Upgrading Indo-US cooperation

There is no doubt that the US would like India to take US core interests into account while taking decisions.
Upgrading Indo-US cooperation
File Photo

Last week, the United States decided to move India from its Strategic Trade Authorization 2 to 1 category. By so doing it eased impediments to the sale of hi-tech defence and civilian space related equipment, products and technologies. This constitutes a significant move to further upgrade Indo-US ties. It provides a positive backdrop to the 2+2 meeting between the two countries which is scheduled to be held in New Delhi on September 6 when External Affairs Minister Sushma Swaraj and Defence Minister Nirmala Sitharaman will together meet their US counterparts Secretary of State Mike Pompeo and Defence Secretary James Mattis. Its importance, however, goes beyond a single engagement for it signals US will to inter alia overcome obstacles that may be put by China in the path of India-US cooperation in technology and defence. As India is not a member of the NSG the US had to make an exception to its rules. Naturally, it is also a US message to India of the its desire to deepen ties. On its part India has to be aware these overtures are also in the context of the developing situation Indo-Pacific region. 

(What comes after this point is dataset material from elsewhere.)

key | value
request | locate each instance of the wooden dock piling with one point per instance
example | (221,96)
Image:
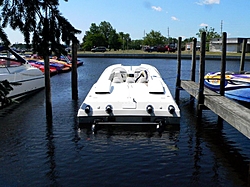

As the US measure is of a technical nature relating to its export control regime a clarification is warranted.

The treaty on the non-proliferation of nuclear weapons (NPT) of 1968 prescribed that only those states that had tested a nuclear device before January 1, 1968 could possess nuclear weapons. Only five countries—US, Soviet Union, Britain, France and China fell in this category. India refused to join the treaty because it was discriminatory and Pakistan did not do so because India did not. India tested nuclear devise in 1974 but did not begin a nuclear weapons programme. The US and its European allies wanted to retard India's nuclear ambitions and so gradually began a technology denial process that developed through the next decades into international regimes. An NPT membership became a pre-requisite to avail of technology especially of a dual nature. This put obstacles for the growth of nuclear, space and defence industries though Indian scientists were in great measure able to overcome them.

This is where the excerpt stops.